Ondanks dat in onderhavig bestemmingsplan het Wagenweggebied conserverend is bestemd, blijft het SPvE het toetsingskader vormen voor (steden)bouwkundige plannen voor dit gebied. Hiermee blijft de herontwikkeling van het Wagenweggebied in beeld.
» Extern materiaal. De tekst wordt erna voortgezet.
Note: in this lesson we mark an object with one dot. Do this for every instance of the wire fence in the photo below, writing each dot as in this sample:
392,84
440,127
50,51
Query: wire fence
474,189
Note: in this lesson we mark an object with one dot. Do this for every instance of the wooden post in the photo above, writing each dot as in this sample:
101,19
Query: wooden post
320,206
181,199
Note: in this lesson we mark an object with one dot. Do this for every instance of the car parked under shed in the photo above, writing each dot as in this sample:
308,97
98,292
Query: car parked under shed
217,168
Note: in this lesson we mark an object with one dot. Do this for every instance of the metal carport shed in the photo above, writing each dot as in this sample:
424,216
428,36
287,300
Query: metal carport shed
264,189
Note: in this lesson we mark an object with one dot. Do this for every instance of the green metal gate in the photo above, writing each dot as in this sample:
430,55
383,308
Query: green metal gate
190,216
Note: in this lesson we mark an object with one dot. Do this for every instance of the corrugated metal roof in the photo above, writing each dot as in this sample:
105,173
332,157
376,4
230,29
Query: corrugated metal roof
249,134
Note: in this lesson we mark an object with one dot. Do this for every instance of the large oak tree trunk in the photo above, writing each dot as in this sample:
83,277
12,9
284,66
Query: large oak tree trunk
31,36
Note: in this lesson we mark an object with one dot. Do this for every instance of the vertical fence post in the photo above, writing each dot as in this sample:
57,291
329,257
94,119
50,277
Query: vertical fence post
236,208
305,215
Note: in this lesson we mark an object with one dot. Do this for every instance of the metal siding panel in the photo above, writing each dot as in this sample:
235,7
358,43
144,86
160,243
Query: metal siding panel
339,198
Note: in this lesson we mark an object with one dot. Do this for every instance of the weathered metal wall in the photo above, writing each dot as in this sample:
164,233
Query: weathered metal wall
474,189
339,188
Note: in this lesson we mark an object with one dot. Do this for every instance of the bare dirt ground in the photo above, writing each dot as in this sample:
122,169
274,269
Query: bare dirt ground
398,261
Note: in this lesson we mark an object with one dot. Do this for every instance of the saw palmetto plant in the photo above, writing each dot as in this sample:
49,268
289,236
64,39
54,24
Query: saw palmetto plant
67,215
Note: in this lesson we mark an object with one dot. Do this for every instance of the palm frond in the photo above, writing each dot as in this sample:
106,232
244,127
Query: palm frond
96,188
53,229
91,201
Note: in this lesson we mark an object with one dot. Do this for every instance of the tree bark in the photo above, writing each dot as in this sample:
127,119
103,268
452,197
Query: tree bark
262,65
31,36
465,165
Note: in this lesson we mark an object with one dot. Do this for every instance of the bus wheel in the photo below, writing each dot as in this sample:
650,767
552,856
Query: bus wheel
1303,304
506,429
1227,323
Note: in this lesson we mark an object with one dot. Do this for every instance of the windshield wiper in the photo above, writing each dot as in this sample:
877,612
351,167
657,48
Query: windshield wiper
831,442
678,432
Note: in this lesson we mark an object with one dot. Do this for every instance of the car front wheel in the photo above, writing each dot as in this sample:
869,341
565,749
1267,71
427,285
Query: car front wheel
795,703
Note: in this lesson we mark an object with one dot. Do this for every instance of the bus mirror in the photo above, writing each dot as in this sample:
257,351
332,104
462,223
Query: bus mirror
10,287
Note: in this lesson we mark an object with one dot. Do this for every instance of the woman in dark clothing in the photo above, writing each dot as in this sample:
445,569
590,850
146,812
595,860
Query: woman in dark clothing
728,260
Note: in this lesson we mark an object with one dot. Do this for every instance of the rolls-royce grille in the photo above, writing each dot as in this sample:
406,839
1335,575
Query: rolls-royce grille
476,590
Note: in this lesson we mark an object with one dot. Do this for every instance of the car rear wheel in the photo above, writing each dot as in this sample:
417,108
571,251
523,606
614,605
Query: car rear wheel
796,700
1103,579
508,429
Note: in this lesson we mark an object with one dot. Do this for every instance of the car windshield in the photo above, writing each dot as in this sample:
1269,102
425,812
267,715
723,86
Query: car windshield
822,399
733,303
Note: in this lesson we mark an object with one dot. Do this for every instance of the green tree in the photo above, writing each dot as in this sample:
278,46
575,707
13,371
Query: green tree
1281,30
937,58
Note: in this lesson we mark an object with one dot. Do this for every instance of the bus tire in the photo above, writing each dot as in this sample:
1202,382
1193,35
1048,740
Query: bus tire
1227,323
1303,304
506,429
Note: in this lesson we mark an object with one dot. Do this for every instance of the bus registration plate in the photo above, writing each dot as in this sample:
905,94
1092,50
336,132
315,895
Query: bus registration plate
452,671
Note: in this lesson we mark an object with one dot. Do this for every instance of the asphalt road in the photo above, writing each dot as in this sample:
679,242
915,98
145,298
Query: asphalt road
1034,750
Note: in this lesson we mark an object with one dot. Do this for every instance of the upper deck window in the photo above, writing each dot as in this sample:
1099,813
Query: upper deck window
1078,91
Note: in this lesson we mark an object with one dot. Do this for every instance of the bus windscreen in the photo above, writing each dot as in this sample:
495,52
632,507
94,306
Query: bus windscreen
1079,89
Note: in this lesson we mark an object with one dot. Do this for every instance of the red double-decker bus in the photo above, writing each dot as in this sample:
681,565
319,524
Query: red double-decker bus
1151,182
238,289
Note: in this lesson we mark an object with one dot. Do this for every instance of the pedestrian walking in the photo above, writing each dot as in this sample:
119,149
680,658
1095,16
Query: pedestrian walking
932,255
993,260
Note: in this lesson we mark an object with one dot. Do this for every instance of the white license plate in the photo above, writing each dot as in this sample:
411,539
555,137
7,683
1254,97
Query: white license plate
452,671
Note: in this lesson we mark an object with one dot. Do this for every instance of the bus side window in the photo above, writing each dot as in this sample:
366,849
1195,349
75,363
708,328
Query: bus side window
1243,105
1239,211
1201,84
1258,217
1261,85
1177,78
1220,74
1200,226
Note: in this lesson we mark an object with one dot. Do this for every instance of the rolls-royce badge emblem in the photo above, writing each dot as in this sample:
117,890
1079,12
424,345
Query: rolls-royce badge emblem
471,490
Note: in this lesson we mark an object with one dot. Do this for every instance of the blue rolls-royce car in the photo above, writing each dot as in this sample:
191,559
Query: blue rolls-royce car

Naast dat het Wagenweggebied in beeld is voor herontwikkeling naar een stadse woonbuurt is het ook in beeld voor de uitvoering van het nieuwe beleid voor perifere detailhandel in Purmerend uit 2013. Rekening houdend met de te verwachten behoefte vanuit de markt (marktpotenties) en de beschikbare fysieke ruimte, zijn de Wagenweg en de Burg. D. Kooimanweg in beeld als de toekomstige locatie voor nieuwvestiging, uitbreiding en verplaatsing van (bestaande) perifere detailhandelsvestigingen (PDV).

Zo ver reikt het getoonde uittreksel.